Daniel Christian Fueter
New York, New York; 1750–55, dated 1778
Inscribed with rhymes “This gift to my Son Ro [?] Samuel by his father Saml. Samuel n. York 14 March / 1778” and “D / IM”
Gift of Henry Francis du Pont 1956.521
This beaker was made in New York in the 1750s by DanielChristian Fueter. It carries the same engraveddesign by Joseph Leddel that appears on a beaker made in France some 40 years earlier. Both beakers display a fiery-mouth monster with a demon, and an anti-Catholic reference showing the Pope chained by the nose. “The Pretender” is chained by the neck, as an anti-Jacobite reference to ongoing struggles by the Stuarts to regain the British throne after the Glorious Revolution. The rims of the beakers bear the same rhyme :
I WISH THEY WERE ALL HANG’D IN A ROPE
THE PRETENDERS DEVIL AND THE POPE.
THREE MOTRAL ENEMIES REMEMBER.
THE DEVIL POPE AND THE PRETENDER.
MOST WICKED DAMNABLE AND EVIL.
THE POPE PRETENED[E]R AND THE DEVIL.
Tythe Pig mug
John Sadler (printer)
Liverpool, England; about 1760
Inscribed “Sadler Liverpool” with rhyme titled “The Tythe Pig”
Museum purchase with funds provided by the Henry Francis du Pont Collectors Circle 2011.7.4
Tythe Pig figure group
Staffordshire, England; 1805–15
Bequest of Mrs. Helen Shumway Mayer 2003.13.64
The widely popular Tythe Pig story is a commentary on the church and preference for worldly goods over spiritual matters. In the story, a poor farmer and his wife offer one of their many children, rather than their pig, to an astonished Vicar. This subject on a drinking mug suggests its use may have accompanied toasts critical of the church. The subject is also portrayed on English delft wall tiles, on Staffordshire creamware drinking vessels, and is known in musical form as early as 1695 in an arrangement by Henry Purcell.

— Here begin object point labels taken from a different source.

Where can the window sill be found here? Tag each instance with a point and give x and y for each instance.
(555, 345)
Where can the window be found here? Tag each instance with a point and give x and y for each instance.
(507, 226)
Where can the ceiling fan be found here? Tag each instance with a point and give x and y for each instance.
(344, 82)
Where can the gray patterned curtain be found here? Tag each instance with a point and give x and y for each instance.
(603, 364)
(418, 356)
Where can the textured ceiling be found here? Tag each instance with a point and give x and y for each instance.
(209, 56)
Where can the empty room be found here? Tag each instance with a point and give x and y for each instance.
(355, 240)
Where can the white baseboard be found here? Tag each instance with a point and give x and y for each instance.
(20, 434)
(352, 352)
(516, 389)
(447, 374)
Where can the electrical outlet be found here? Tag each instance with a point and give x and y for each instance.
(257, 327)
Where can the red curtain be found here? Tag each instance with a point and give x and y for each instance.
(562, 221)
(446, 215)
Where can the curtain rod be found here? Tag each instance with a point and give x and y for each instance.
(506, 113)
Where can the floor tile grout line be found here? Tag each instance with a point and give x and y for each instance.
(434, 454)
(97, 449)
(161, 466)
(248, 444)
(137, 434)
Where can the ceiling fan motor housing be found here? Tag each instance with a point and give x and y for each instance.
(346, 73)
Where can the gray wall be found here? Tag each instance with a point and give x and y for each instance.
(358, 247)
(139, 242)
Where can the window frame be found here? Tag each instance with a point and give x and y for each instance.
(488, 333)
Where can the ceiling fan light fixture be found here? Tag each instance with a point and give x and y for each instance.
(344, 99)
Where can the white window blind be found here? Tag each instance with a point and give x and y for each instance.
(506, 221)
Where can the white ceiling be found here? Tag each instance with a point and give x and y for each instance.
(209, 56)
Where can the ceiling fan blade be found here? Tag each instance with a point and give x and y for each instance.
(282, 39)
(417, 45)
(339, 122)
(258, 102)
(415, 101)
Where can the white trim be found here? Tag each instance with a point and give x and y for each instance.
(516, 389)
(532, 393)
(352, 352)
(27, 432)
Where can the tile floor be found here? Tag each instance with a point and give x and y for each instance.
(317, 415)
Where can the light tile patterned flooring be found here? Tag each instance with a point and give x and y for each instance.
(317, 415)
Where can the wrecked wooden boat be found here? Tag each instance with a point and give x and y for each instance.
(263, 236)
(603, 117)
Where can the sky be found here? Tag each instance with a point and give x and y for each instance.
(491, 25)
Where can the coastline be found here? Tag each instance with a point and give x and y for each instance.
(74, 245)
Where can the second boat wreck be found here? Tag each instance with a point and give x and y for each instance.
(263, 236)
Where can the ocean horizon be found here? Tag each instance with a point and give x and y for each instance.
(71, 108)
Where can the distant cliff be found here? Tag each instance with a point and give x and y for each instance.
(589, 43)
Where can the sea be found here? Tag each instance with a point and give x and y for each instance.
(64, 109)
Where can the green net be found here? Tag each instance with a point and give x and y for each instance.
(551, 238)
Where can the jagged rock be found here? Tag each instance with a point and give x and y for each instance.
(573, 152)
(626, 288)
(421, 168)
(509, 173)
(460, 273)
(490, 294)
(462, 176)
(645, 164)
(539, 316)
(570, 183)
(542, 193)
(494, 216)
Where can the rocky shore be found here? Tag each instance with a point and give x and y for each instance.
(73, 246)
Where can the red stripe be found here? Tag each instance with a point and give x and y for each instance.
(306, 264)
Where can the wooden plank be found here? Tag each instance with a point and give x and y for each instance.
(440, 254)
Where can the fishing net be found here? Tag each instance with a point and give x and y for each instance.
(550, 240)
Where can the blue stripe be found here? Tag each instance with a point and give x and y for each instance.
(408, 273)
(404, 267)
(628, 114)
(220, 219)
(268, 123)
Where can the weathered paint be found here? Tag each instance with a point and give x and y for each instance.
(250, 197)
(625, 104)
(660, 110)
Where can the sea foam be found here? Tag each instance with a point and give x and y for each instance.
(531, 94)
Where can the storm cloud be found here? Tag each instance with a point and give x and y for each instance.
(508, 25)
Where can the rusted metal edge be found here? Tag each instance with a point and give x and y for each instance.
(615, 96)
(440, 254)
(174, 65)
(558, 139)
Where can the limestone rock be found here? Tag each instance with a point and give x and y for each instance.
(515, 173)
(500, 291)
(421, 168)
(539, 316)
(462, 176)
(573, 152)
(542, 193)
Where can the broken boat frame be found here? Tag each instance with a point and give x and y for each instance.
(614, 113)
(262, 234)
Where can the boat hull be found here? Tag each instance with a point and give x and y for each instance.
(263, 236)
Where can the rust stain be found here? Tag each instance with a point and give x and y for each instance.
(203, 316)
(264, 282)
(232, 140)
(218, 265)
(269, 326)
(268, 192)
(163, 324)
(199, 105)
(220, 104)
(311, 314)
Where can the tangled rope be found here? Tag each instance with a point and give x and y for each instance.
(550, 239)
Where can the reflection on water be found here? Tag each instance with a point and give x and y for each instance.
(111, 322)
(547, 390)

Vicar and Moses figure group
Staffordshire, England; about 1810
Gift of Thomas N. and A. Pat Bernard 2002.30.84
Vicar and Moses mug
Possibly John Aynsley
Lane End, Staffordshire, England; 1785‒1805
Gift of John A. and Judith C. Herdeg 2011.18
The Vicar and Moses story was a commentary on the church in England. The scene captures the moment when Moses, the clerk, goes to a tavern to try to get the Vicar to come away and bury a young child. Moses joins the Vicar in drinking, and eventually the two churchmen stumble back to the church, lighting their way with a lantern. Both the print on the mug and the figure group were most likely inspired by a 1785 print published in London by Bowles & Carver.